George S. Ledyard
Japan finds itself in a very difficult position.
I snipped the rest because I think your very first sentence is *the* major point.
Aikikai HQ allowing non-Japanese instructors to teach or mentioning them on the website? Bah, doesn't matter one whit until they change something else.
Non-Japanese having something to teach hombu? Bah, doesn't matter one whit until something else changes.
That change is in *what* they teach to others. How many non-Japanese students were taught those important skills? In Shioda's lineage, how many non-Japanese students came even close to being as good as Shioda? How many Japanese? Tohei's lineage? Tomiki's lineage? Ueshiba's lineage? In your own organization, who, out of all of Saotome sensei's long time students, has reached closest to Saotome sensei's skill level? One person of Japanese heritage or many of various heritages? (I'm not in the ASU, so I really don't have an answer to that question. But it's an important question that should be answered by every student in every organization.)
Out of 20-40 years of training, why hasn't anyone reached their teacher's level? Why aren't people asking this question more often?
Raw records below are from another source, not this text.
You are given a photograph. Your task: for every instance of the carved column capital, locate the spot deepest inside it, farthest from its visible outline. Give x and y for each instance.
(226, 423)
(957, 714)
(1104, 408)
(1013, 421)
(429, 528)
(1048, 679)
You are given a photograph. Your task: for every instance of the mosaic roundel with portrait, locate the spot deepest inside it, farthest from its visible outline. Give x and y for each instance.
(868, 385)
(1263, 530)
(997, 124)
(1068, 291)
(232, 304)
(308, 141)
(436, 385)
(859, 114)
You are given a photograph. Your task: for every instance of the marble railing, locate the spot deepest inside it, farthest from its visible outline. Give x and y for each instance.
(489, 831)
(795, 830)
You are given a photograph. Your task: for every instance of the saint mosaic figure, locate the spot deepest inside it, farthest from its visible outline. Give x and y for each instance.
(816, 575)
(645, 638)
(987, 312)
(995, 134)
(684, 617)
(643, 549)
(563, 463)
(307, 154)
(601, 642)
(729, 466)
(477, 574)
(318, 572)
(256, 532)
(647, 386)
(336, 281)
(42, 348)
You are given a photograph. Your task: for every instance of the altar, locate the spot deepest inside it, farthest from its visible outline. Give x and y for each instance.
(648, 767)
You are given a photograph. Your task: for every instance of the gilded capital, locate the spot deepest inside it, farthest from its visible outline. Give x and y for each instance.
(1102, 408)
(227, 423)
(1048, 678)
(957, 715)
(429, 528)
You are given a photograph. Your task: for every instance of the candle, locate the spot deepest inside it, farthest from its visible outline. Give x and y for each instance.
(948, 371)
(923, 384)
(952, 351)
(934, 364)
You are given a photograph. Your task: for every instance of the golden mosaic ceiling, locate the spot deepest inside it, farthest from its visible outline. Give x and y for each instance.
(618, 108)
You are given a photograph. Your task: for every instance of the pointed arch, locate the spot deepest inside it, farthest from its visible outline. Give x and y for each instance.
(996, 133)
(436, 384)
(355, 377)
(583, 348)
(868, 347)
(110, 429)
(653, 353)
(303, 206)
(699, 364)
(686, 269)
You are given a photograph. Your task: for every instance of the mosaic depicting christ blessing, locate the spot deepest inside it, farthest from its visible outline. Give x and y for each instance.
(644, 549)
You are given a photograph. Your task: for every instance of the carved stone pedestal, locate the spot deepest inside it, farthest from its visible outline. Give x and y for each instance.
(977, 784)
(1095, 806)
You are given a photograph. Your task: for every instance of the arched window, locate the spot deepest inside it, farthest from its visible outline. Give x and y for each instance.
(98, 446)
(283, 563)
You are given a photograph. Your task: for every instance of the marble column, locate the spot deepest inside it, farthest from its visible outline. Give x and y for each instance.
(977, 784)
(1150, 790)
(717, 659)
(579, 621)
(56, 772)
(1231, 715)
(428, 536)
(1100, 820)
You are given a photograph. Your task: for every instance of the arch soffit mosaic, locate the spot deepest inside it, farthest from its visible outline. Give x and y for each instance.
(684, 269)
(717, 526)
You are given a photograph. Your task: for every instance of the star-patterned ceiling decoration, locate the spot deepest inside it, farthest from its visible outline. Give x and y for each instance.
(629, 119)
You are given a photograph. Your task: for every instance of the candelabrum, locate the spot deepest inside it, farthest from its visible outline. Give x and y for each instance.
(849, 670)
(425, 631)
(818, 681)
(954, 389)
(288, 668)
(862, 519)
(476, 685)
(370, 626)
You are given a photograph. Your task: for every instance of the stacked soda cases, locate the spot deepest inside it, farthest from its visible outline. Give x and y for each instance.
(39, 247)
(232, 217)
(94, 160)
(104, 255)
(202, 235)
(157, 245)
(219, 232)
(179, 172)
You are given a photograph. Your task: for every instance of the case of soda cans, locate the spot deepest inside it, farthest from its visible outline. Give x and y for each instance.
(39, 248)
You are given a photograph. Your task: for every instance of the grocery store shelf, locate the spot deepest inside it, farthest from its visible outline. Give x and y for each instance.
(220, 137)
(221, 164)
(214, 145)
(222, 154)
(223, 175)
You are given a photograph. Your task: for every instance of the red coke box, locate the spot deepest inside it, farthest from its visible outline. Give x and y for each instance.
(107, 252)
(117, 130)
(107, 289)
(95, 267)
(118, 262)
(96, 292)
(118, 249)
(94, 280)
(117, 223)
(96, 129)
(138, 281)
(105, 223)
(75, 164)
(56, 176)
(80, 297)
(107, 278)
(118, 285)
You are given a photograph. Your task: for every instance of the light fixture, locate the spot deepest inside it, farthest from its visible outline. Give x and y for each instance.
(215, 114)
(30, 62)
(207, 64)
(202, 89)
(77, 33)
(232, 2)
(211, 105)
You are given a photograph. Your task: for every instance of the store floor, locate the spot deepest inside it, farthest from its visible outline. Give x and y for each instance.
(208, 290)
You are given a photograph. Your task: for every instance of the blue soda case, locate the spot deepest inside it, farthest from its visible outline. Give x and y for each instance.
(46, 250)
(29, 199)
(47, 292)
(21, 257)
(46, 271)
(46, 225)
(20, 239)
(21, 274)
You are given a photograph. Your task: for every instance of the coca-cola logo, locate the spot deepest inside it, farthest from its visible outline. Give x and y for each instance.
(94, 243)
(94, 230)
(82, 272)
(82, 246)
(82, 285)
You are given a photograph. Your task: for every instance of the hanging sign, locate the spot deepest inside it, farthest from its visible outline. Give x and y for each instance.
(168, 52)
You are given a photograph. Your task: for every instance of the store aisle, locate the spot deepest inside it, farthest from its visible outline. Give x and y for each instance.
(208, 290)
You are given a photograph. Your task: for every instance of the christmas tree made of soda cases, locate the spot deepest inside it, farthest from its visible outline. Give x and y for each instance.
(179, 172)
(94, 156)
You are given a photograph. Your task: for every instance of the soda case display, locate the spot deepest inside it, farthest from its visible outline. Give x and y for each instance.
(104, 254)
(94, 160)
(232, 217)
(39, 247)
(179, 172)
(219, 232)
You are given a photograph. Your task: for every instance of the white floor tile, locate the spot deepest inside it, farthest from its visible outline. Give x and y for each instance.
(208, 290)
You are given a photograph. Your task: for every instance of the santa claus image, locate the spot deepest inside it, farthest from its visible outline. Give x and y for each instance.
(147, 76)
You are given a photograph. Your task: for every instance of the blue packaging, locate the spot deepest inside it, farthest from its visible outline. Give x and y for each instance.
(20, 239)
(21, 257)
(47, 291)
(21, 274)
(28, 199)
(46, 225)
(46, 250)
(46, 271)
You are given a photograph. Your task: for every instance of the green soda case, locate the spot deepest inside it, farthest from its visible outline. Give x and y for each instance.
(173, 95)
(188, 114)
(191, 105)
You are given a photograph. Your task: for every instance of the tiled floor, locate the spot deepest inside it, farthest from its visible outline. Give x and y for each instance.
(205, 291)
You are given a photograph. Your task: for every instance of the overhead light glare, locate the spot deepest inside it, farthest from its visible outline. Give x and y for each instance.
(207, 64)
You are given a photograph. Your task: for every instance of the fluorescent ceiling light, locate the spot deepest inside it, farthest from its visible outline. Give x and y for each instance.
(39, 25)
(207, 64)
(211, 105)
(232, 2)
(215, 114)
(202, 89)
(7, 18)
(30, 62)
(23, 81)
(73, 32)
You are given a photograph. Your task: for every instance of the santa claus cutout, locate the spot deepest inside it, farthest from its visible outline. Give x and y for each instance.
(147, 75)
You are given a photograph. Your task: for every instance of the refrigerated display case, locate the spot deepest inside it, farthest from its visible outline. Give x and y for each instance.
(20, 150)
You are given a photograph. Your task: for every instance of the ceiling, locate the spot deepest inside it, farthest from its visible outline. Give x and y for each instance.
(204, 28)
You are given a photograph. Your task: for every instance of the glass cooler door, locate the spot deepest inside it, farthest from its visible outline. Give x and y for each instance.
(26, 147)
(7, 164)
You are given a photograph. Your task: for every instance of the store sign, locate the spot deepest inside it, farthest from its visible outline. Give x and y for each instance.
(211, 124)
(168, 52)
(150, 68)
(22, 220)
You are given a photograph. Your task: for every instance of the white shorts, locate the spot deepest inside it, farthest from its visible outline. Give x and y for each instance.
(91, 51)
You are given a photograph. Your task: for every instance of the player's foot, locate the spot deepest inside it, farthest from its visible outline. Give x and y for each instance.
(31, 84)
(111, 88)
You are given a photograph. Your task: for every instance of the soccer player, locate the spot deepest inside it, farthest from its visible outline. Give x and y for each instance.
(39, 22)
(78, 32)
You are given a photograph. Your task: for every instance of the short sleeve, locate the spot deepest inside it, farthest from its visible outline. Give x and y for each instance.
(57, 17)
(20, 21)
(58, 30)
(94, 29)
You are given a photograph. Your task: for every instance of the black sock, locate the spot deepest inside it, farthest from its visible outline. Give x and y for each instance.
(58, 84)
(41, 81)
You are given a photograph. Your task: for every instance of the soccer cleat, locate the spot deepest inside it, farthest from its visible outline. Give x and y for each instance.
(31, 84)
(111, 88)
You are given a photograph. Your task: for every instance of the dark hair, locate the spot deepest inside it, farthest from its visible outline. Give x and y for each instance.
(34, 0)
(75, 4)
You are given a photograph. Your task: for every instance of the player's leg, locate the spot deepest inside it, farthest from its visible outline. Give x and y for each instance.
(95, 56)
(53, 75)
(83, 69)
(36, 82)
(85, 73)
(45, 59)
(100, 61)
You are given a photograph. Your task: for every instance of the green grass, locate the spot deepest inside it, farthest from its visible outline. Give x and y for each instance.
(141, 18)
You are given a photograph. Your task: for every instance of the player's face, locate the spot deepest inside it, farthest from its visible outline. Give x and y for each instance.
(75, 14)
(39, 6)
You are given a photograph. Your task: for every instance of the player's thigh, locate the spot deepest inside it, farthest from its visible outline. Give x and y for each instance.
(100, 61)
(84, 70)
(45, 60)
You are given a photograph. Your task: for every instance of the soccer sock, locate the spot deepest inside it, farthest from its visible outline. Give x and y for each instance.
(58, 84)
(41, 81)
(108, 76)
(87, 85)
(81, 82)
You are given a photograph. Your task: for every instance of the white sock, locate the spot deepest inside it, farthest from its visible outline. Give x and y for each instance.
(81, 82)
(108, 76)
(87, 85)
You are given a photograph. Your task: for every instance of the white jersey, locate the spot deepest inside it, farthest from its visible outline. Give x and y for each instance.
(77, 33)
Why is it that in the Japanese organizations, only a sparse few ever go beyond the norm? In 20-40 years, Takeda, Ueshiba, Sagawa, Hisa, Tomiki, Shioda, Tohei, Mifune, etc, etc, were all giants. Some better than others, but all were giants.
Anyone with researching ability can dig up and find that a sparse few people have gone beyond the norm because they were *taught* how to. Not because they were special. Because they were *taught* other things. Takeda and Ueshiba rarely taught the same technique twice. When asked why, Ueshiba answered they were all the same.
Until people are actually *taught*, it won't matter one iota what the Aikikai Hombu does in regards to non-Japanese. These people will just be tokens with no real substance.
I'm starting to get the idea that the Japanese only taught these powerful basics to a very select few -- maybe even amongst themselves. Until *that* changes, nothing else will really matter.